Below, we give a config.xml example to use S3 and Azure Blob Storage as disks for ClickHouse Docker containers using Docker Compose. Keep in mind that metadata is still stored on local disk, i.e. you need to use a persistent volume for the ClickHouse container or risk loosing access to your tables.
S3 Example
Create a config.xml file with the following contents in your local working directory:
<clickhouse>
<merge_tree>
<storage_policy>s3</storage_policy>
</merge_tree>
<storage_configuration>
<disks>
<s3>
<type>object_storage</type>
<object_storage_type>s3</object_storage_type>
<metadata_type>local</metadata_type>
<endpoint>https://s3.eu-central-1.amazonaws.com/example-bucket-name/data/</endpoint>
<access_key_id>ACCESS_KEY</access_key_id>
<secret_access_key>ACCESS_KEY_SECRET</secret_access_key>
</s3>
</disks>
<policies>
<s3>
<volumes>
<main>
<disk>s3</disk>
</main>
</volumes>
</s3>
</policies>
</storage_configuration>
</clickhouse>
Replace the Access Key Id and Secret Access key with appropriate AWS credentials and change the bucket name within the endpoint
element.
Alternatively, you can replace the credentials with <use_environment_credentials>1</use_environment_credentials>
to automatically retrieve AWS credentials from environment variables.
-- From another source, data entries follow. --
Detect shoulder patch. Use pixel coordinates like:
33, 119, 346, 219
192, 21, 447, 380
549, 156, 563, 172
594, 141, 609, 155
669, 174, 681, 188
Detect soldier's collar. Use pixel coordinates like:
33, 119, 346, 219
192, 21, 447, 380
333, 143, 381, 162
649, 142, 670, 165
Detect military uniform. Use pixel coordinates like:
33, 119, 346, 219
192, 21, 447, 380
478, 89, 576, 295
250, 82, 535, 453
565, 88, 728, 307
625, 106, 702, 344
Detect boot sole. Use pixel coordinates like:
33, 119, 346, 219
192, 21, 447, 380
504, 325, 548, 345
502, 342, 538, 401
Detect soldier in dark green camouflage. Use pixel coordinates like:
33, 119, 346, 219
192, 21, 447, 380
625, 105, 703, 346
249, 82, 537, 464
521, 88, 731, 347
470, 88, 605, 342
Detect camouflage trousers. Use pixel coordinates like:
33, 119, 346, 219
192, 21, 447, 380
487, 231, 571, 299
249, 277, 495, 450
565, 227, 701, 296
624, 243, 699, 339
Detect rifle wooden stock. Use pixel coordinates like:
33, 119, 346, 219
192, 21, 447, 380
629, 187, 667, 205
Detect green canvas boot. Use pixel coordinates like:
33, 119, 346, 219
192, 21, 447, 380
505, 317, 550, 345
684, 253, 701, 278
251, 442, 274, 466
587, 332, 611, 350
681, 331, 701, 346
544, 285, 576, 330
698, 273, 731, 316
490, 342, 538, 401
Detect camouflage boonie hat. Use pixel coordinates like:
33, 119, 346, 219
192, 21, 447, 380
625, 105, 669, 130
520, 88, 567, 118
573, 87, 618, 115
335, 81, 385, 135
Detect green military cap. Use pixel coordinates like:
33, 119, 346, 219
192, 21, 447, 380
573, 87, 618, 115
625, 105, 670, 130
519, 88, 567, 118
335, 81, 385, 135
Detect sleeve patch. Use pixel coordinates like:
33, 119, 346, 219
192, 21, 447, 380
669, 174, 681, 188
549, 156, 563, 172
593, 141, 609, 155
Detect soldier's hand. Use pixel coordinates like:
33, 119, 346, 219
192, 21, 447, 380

Now, you can start ClickHouse with the following Docker Compose file:
services:
clickhouse:
image: clickhouse/clickhouse-server
user: "101:101"
container_name: clickhouse
hostname: clickhouse
environment:
CLICKHOUSE_DB: default
CLICKHOUSE_USER: clickhouse
CLICKHOUSE_PASSWORD: clickhouse
volumes:
- ./config.xml:/etc/clickhouse-server/config.d/s3disk.xml:ro
- langfuse_clickhouse_data:/var/lib/clickhouse
- langfuse_clickhouse_logs:/var/log/clickhouse-server
ports:
- "8123:8123"
- "9000:9000"
volumes:
langfuse_clickhouse_data:
driver: local
langfuse_clickhouse_logs:
driver: local
Azure Blob Storage Example
Create a config.xml file with the following contents in your local working directory. The credentials below are the default Azurite credentials and considered public.
<clickhouse>
<merge_tree>
<storage_policy>blob_storage_disk</storage_policy>
</merge_tree>
<storage_configuration>
<disks>
<blob_storage_disk>
<type>object_storage</type>
<object_storage_type>azure_blob_storage</object_storage_type>
<metadata_type>local</metadata_type>
<storage_account_url>http://azurite:10000/devstoreaccount1</storage_account_url>
<container_name>langfuse</container_name>
<account_name>devstoreaccount1</account_name>
<account_key>Eby8vdM02xNOcqFlqUwJPLlmEtlCDXJ1OUzFT50uSRZ6IFsuFq2UVErCz4I6tq/K1SZFPTOtr/KBHBeksoGMGw==</account_key>
</blob_storage_disk>
</disks>
<policies>
<blob_storage_disk>
<volumes>
<main>
<disk>blob_storage_disk</disk>
</main>
</volumes>
</blob_storage_disk>
</policies>
</storage_configuration>
</clickhouse>
You can start ClickHouse together with an Azurite service using the following Docker Compose file:
services:
clickhouse:
image: clickhouse/clickhouse-server
user: "101:101"
container_name: clickhouse
hostname: clickhouse
environment:
CLICKHOUSE_DB: default
CLICKHOUSE_USER: clickhouse
CLICKHOUSE_PASSWORD: clickhouse
volumes:
- ./config.xml:/etc/clickhouse-server/config.d/azuredisk.xml:ro
- langfuse_clickhouse_data:/var/lib/clickhouse
- langfuse_clickhouse_logs:/var/log/clickhouse-server
ports:
- "8123:8123"
- "9000:9000"
depends_on:
- azurite
azurite:
image: mcr.microsoft.com/azure-storage/azurite
container_name: azurite
command: azurite-blob --blobHost 0.0.0.0
ports:
- "10000:10000"
volumes:
- langfuse_azurite_data:/data
volumes:
langfuse_clickhouse_data:
driver: local
langfuse_clickhouse_logs:
driver: local
langfuse_azurite_data:
driver: local
This will store ClickHouse data within the Azurite bucket.
Backups
ClickHouse Cloud manages backups automatically for you. For self-hosted ClickHouse instances, you need to create backups on your own. We recommend following the ClickHouse backup guide for more details. In addition, the ClickHouse state can be restored based on the data in S3. While this is computationally expensive and may take a long time, it is an alternative safety measure to prevent data loss.